Während am Montag der Befehl gegeben wurde, die nicht angezeigte Versammlung wieder aufzulösen, wartete man nach eigenen Angaben ab: "Eine fixe Planung gibt es nicht", sagte Polizeisprecher Paul Eidenberger. Man handle stattdessen der Situation entsprechend. Das friedliche Verhalten der XR-Aktivisten lieferte zur Intervention jedenfalls keinen Anlass, auch der Verkehr blieb von der Blockade weitgehend unbeeinflusst. "Die Verkehrsbeeinträchtigung durch die Kundgebung ist äußerst gering. Unsere Kolleg*innen sind vor Ort und sichern derzeit die Brücke", twitterte die Polizei am Mittwoch.

Die Salztorbrücke füllte sich inzwischen weiter mit Aktivisten, doch nur ein Viertel blockierte, die restlichen Teilnehmer stellten dutzende Blumentöpfe auf der ganzen Länge der Fahrbahn auf, einige stellten Zelte auf, es folgten Musik-, Text- und Tanzeinlagen der Aktivisten. Vier Teilnehmer seilten sich zudem von der Brücke ab, um ihre Transparente zu präsentieren. Aus diesem Grund befand sich ein Polizeiboot mit zwei Mann Besatzung am Donaukanal zu deren Sicherheit ein.

'What do we want? Climate Justice" skandierte man indessen auf der Brücke und unter großem Beifall wurde auf der Mitte der Brücke eine hölzerne Standuhr platziert, deren vier Ziffernblätter 12.00 bzw. 12.05 Uhr anzeigten - ein Symbol für den Klimanotstand. Gegen 19.00 Uhr hatte sich die Zahl der Teilnehmer jedenfalls deutlich reduziert, die Stimmung blieb ruhig und friedlich.
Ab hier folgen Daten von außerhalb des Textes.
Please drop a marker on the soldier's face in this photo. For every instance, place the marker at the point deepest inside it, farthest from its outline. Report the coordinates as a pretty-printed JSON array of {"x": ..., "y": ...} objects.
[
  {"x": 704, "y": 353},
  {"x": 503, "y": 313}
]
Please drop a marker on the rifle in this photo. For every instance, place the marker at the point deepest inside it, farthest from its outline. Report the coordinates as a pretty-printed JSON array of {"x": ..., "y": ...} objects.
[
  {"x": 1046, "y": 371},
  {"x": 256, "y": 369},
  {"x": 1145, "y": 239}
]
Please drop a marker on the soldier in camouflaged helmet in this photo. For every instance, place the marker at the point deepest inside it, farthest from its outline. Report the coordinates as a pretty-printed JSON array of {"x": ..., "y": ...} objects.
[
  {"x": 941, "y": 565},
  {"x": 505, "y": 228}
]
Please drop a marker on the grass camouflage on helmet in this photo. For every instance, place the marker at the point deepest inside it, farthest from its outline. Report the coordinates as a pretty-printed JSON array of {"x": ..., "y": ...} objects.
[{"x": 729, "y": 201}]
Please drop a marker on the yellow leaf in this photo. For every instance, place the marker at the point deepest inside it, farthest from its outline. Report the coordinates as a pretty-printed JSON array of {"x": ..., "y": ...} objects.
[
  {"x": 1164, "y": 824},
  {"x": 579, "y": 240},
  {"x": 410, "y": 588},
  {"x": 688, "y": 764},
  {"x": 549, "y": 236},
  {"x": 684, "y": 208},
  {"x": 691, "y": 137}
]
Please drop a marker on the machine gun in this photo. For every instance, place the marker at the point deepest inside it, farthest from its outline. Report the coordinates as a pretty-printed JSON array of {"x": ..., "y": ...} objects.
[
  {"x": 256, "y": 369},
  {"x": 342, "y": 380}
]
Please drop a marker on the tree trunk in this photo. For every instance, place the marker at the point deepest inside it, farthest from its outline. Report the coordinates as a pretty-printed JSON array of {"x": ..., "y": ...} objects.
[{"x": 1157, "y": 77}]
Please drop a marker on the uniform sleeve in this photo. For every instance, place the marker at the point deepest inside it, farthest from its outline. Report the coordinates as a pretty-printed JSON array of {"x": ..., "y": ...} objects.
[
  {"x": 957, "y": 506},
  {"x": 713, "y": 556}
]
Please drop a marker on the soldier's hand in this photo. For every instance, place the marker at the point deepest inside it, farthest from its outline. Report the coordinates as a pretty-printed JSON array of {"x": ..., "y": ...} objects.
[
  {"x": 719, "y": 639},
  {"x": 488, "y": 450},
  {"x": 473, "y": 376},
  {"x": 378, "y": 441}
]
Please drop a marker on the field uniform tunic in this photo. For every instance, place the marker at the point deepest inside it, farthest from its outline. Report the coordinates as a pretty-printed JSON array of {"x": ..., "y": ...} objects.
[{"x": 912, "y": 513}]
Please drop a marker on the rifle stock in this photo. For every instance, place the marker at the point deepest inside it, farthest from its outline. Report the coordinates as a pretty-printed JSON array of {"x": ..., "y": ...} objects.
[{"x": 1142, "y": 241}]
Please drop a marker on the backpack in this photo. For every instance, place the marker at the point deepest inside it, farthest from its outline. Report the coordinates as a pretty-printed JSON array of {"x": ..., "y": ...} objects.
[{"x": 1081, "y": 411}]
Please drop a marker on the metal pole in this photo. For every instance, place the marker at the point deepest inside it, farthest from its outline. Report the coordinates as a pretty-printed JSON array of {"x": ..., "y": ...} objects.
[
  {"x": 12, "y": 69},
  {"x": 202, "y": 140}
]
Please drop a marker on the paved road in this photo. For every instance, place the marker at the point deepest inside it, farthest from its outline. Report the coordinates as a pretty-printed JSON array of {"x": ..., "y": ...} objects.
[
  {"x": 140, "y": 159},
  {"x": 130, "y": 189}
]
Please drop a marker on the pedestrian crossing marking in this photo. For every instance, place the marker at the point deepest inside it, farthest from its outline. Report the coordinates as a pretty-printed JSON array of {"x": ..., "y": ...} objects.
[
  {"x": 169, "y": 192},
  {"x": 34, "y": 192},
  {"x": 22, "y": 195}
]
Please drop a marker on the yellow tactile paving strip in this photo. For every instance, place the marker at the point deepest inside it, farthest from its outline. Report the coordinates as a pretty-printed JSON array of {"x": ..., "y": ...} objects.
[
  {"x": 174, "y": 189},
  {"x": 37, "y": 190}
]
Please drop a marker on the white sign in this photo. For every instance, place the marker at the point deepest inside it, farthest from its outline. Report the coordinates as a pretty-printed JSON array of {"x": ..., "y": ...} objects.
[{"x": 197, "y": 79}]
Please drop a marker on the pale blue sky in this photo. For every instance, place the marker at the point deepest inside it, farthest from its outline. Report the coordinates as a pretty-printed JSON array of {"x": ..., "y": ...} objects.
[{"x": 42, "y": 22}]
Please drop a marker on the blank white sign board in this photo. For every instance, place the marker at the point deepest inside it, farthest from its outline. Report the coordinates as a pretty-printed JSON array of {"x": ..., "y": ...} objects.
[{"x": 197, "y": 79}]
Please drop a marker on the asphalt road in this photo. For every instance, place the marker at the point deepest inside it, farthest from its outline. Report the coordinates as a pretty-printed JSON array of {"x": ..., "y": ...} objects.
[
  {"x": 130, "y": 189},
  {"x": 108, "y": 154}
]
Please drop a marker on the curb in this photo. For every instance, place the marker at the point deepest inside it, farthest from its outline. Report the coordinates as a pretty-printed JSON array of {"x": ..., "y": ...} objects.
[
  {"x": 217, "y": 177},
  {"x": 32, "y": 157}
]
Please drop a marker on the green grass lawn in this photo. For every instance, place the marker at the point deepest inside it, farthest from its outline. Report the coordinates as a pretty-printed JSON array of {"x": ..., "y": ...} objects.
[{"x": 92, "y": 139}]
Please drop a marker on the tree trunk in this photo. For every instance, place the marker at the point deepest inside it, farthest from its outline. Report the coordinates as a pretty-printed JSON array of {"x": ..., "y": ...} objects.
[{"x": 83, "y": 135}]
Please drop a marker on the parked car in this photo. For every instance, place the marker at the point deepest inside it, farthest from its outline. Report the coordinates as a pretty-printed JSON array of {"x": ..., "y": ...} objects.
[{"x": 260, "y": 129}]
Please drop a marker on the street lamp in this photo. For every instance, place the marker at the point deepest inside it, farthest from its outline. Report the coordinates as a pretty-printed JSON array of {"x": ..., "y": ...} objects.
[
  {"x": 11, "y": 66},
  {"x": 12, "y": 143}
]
Dies sei die letzte Störaktion für den Wiener Verkehr für diese Woche von Seiten der Bewegung "Extinction Rebellion" gewesen, sagte derem Pressesprecher vPaul Johann Sajovitz auf SN-Anfrage. Am Donnerstag steht ein Trauermarsch auf dem Programm, der am 16.15 Uhr vom Minoritenplatz aus starten soll. Dieser ist jedoch bereits bei den Behörden gemeldet worden. Radikalere Pläne haben die Londoner Kollegen der Wiener Rebellen für diesen Tag: Sie planen den Flughafen London City zu sperren.